The curiosity relies on the information value of current state. In our method, such information value can be measured by the information gap between dual learners. This information gap can also be considered following the $δ$ -Progress Achiam and Sastry (2017); Graves et al. (2017) to form the curiosity. We obtain the intrinsic reward to agents based on the curiosity from the information value:

r_{t}^{i n t} = ∥ (z_{t}^{θ_{1}} - z_{t}^{ω}) - (z_{t}^{θ_{2}} - z_{t}^{ω}) ∥^{2} = ∥ z_{t}^{θ_{1}} - z_{t}^{θ_{2}} ∥^{2} .

(5)

From another point of view, the dual-learner mechanism can be regarded as the variant of ensemble Mai et al. (2022) for uncertainty estimation. Compared with previous attempts which requires heavily ensembling (such as the Disagreement), our lightweight solution can previous better performance while retaining computation efficiency.

Overall, we can get the optimization goal for the agent:

max ϕ E_{π_{ϕ} (s_{t})} [\sum γ^{t} (ζ r_{t}^{i n t} + β r_{t}^{e x t})],

(6)

where $γ$ is the discount factor and $ϕ$ represents parameters of policy $π$ ; $ζ$ and $β$ are the coefficients of the intrinsic reward and extrinsic reward respectively.

Consolidating Information into Memory:

The memory model is updated in an EMA way for sake of its stability to the old state information and the plasticity to the current new state information. In other words, the memory is dynamically growing taking the contextual environment information into account. Specifically, given a decay rate $α \in [0, 1]$ and after each training step, the memory $M_{ω}$ can be updated as:

ω \leftarrow α ω + (1 - α) \frac{θ_{1} + θ_{2}}{2} .

(7)

Intuitions on DyMeCu’s behavior:

The dynamic memory-based curiosity is closer to human curiosity mechanism. It is the cognitive difference compared to the memory that stimulates our curiosity to explore the world, and then we will consolidate the cognition information to the memory dynamically. In addition, from the knowledge distillation view, such memory can also be regarded as the teacher model in Mean Teacher-based approach Tarvainen and Valpola (2017). The memory is essentially a self-ensemble of the intermediate models of learners. The paradigm we proposed is one type of replay mechanism that is thought to play an important role in memory formation, retrieval, and consolidation Hayes et al. (2021). Moreover, we consider our way to form the memory can also be used in the continual learning to address the issue of catastrophic forgetting Arani et al. (2021).

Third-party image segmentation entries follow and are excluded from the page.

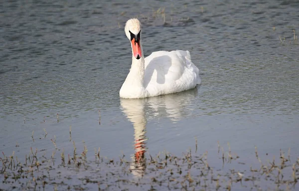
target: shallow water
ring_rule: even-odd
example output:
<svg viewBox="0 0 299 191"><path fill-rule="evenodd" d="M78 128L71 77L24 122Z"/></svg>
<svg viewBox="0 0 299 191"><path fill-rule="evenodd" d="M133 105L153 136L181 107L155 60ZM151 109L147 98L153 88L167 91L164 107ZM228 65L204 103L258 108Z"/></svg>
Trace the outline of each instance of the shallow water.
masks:
<svg viewBox="0 0 299 191"><path fill-rule="evenodd" d="M0 2L0 151L51 155L54 136L71 151L71 126L89 157L98 147L109 158L180 154L195 139L201 153L219 141L245 159L256 146L265 157L289 148L298 157L298 1L107 2ZM132 61L123 27L134 16L145 54L188 50L201 86L120 99Z"/></svg>

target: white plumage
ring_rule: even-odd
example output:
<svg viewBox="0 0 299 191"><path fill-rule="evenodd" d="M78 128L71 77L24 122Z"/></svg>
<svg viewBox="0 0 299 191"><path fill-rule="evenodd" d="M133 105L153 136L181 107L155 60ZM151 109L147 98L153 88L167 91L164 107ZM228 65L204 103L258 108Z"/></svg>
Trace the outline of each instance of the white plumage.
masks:
<svg viewBox="0 0 299 191"><path fill-rule="evenodd" d="M132 64L120 91L121 97L136 98L175 93L200 84L199 71L192 63L189 51L160 51L145 58L139 20L129 20L125 31L131 41Z"/></svg>

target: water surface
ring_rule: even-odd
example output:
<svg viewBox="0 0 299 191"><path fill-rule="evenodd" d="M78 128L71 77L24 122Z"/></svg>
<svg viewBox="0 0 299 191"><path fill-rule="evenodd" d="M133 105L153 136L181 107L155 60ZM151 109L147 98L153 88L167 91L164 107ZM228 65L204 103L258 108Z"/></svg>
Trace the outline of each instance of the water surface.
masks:
<svg viewBox="0 0 299 191"><path fill-rule="evenodd" d="M7 155L30 147L51 155L54 136L59 149L71 151L71 140L79 150L84 141L89 157L98 147L109 158L180 154L195 139L198 152L229 142L248 161L256 146L265 157L289 148L298 157L297 1L0 4L0 150ZM145 55L188 50L200 86L120 99L132 62L123 28L136 16Z"/></svg>

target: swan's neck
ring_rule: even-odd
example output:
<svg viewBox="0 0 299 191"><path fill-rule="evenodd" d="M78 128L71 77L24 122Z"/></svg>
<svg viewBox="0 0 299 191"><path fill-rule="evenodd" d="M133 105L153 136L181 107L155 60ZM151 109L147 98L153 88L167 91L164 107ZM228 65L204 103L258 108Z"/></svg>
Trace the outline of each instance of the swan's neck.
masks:
<svg viewBox="0 0 299 191"><path fill-rule="evenodd" d="M136 87L144 87L144 79L145 76L145 59L142 52L142 57L137 60L132 56L132 65L128 75L132 80L132 85Z"/></svg>
<svg viewBox="0 0 299 191"><path fill-rule="evenodd" d="M125 83L127 86L132 86L132 88L144 88L144 78L145 76L145 57L143 49L140 42L142 57L137 59L133 55L132 50L132 64L130 72L127 77Z"/></svg>
<svg viewBox="0 0 299 191"><path fill-rule="evenodd" d="M142 52L140 59L137 59L134 57L132 50L131 68L120 91L120 95L123 98L145 97L147 96L144 86L145 57L141 42L140 44Z"/></svg>

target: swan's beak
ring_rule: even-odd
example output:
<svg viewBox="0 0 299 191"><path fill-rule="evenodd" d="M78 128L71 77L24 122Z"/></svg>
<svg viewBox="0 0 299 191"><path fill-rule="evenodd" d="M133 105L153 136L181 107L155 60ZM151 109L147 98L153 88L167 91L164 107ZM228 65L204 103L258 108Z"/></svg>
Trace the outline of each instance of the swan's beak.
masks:
<svg viewBox="0 0 299 191"><path fill-rule="evenodd" d="M131 41L131 43L133 50L133 55L136 59L139 59L142 56L141 47L140 47L140 39L134 38Z"/></svg>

Figure 3: Performance comparison on Atari games subsets using both intrinsic rewards and extrinsic rewards.

4 Experiments and Analysis

4.1 Experimental Settings

We evaluate our method in both pre-training and traditional RL situations utilizing two widely used benchmarks: DeepMind Control Suite (DMC) Tunyasuvunakool et al. (2020) and Atari Suite Bellemare et al. (2013). We follow the RND Burda et al. (2019) experimental settings for Atari Suite and settings of URLB Laskin et al. (2021) which is the pre-training benchmark for DeepMind Control Suite. We apply PPO algorithm Schulman et al. (2017) to train the agent. The hyper-parameter $α$ was set as 0.99 in all experiments, and the implementation details and hyper-parameters can be found in the appendix.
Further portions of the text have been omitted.